Bir yıl sonra, Ushisan'ın gözlerinin açıldığını öğrenince, tekrar onu ziyarete gittik. Doktorlar da bizim kadar şaşkındılar. Yüz bir yaşına basan Ushisan'ın bir mucize sayesinde gözlerinin açıldığı söyleniyordu. ama bu mucize neydi? Yaşlılar yurdunda yaptığımız kısa bir soruşturma gerçeği öğrenmemizi sağladı. Ushisan, bir kaç ay önce başka bir odaya taşınmıştı. Yaşlı kadın bu odayı bir başkasıyla paylaşıyordu. Yaşlı kadınlar kısa sürede dost olmuşlardı. Ushisan
yemek yemeye başlamış, öfke nöbetleri azalmış ve bir gün de gözleri açılmıştı. İşte sosyal ilişkilerin mucizeler yaratabileceğini gösteren güzel bir örnek bu.

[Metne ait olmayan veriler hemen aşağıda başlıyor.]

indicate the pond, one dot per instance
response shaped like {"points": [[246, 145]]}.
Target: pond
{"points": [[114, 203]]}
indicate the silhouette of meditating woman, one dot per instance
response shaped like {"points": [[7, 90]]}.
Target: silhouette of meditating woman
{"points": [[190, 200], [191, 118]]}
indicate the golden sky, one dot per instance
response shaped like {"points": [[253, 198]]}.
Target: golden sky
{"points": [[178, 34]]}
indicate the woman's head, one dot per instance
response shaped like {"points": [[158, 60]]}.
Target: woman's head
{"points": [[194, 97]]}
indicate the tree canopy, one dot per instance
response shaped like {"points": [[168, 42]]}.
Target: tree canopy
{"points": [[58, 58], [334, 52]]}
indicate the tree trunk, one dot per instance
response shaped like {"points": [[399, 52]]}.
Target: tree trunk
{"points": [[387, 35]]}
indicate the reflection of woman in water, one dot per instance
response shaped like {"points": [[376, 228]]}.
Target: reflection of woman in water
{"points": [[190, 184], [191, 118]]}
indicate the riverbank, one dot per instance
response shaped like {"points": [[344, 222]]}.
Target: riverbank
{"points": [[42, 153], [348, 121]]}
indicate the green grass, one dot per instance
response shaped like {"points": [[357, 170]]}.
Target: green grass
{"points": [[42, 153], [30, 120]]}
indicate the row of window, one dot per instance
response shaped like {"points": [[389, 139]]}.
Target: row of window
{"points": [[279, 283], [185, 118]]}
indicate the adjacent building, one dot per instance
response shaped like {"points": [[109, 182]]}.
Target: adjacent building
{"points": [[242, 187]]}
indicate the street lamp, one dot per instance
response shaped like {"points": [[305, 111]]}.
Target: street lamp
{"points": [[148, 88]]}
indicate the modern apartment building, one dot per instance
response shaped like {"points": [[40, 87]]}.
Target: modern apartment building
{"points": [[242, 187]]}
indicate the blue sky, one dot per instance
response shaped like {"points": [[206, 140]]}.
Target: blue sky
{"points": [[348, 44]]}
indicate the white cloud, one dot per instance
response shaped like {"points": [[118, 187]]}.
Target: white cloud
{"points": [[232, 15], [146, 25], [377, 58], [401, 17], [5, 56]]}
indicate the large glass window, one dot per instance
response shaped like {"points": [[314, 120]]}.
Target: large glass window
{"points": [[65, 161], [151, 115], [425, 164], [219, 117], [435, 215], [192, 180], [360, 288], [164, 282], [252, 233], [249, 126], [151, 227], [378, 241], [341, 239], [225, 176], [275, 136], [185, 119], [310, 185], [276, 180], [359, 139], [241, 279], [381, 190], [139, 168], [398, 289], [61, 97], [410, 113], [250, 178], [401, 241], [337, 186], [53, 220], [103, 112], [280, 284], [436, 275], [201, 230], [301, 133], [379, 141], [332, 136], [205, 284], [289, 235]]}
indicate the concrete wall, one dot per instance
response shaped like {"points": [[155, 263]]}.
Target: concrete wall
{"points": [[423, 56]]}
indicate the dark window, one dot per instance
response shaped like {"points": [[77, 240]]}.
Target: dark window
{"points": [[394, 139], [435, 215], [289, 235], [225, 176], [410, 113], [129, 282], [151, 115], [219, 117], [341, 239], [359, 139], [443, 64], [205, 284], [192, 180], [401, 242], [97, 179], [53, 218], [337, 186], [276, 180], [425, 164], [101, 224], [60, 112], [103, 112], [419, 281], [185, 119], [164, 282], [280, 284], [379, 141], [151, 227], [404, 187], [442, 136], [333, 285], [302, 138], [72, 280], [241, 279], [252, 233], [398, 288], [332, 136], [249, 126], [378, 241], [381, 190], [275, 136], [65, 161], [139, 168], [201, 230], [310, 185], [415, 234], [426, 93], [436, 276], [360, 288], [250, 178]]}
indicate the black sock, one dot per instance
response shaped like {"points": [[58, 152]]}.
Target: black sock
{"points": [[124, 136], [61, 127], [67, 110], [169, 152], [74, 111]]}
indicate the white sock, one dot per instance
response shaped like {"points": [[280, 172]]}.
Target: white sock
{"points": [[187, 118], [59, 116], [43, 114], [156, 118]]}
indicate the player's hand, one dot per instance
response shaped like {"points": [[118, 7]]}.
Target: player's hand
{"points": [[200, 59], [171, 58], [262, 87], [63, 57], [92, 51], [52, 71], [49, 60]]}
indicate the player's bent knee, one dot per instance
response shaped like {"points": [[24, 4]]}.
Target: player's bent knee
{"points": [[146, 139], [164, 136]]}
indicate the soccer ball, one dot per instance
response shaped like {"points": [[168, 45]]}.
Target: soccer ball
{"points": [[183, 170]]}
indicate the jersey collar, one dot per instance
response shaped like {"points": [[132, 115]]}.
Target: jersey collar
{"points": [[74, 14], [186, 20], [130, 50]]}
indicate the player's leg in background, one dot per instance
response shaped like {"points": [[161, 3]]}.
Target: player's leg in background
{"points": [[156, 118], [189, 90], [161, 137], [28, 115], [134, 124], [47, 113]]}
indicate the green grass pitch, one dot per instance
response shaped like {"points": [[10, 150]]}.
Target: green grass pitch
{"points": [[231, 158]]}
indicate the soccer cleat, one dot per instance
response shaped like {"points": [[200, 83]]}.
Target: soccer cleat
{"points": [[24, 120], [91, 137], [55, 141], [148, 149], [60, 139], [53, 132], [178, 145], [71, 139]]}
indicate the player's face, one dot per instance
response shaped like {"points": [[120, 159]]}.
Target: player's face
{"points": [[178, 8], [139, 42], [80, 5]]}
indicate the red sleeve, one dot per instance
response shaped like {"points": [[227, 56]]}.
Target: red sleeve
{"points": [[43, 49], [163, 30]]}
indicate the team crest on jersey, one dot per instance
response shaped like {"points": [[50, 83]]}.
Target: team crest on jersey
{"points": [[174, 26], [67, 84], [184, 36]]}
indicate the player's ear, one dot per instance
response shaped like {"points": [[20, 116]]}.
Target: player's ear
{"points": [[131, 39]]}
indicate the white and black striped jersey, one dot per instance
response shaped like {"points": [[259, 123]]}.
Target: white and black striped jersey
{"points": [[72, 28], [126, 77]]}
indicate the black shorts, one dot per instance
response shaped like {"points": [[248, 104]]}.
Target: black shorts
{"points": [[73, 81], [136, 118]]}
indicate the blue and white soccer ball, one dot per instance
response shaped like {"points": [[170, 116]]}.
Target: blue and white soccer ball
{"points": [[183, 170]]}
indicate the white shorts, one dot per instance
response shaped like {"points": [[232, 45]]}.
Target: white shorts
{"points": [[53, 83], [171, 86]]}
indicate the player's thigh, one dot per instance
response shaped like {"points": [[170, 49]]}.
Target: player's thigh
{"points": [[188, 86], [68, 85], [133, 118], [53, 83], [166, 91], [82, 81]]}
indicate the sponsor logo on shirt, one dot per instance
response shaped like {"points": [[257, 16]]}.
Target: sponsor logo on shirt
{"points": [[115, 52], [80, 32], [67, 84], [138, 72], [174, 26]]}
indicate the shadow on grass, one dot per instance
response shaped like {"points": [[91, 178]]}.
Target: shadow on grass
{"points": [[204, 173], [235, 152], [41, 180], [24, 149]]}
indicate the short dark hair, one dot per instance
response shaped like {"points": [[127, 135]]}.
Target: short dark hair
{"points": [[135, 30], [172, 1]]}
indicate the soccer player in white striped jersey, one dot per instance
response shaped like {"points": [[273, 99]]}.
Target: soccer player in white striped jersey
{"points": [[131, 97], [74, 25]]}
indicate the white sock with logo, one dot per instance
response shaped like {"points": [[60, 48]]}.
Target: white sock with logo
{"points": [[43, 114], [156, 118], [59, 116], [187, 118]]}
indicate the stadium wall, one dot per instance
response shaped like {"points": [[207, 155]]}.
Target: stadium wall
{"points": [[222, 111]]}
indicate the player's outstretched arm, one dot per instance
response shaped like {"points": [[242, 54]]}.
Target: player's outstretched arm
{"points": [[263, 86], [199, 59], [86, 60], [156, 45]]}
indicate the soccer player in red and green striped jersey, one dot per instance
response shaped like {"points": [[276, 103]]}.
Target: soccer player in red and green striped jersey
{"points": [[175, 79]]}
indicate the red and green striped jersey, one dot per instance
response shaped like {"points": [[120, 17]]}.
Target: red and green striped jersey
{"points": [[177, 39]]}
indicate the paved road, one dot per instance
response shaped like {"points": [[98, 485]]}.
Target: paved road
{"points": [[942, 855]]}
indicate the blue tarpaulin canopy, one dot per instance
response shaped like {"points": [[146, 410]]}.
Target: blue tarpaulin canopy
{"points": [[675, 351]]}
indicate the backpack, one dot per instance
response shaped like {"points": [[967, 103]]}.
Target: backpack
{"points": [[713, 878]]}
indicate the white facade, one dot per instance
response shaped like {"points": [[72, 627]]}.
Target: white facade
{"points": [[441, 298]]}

Yardımlaşma ve paylaşma en büyük erdem sayılıyorYazar Bradley J.Willcox, Okinava'da araştırmalar yaptığı günlerden söz ederken başından geçen şöyle bir olayı anlatıyor:
Bir gün, meslektaşım Prof. Yamaguchi ile birlikte Naha Üniversitesi'nin yakınındaki bir sokakta yürüyorduk. Birden karşımıza eski bir çekçek arabasını iten ak saçlı yaşlı bir kadın çıktı. Kadının seksen beş yaşlarında olduğunu tahmin ettik. Ama yaşına rağmen çok güçlü ve hareketli görünüyordu. Kadın bize seslendi, sonra da arabasının üzerindeki örtüyü kaldırdı. arabada paket paket tatlı kuru fasulyeyle karıştırılmış pirinç vardı. Yaşlı kadın bize ‘‘Bir kaç paket almaz mısınız?’’ diye sordu, ‘‘Üç yüz elli yen ödeyeceksiniz. Bugün fiyatlarda özel indirim var.’’ Prof. Yamaguchi, hemen cüzdanından 500 yen çıkarıp kadına uzattı ve bir paket fasulyeli pirinç aldı. Biraz ilerleyince de paketi bana verdi. Paketin görünüşünden içindeki malın pek de kullanılacak gibi olmadığı anlaşılıyordu. Prof. Yamaguchi, ‘‘Bu kadına sık sık rastlıyorum’’ dedi,‘‘Onun sattığı malların taze olduğuna kesinlikle inanmıyorum.’’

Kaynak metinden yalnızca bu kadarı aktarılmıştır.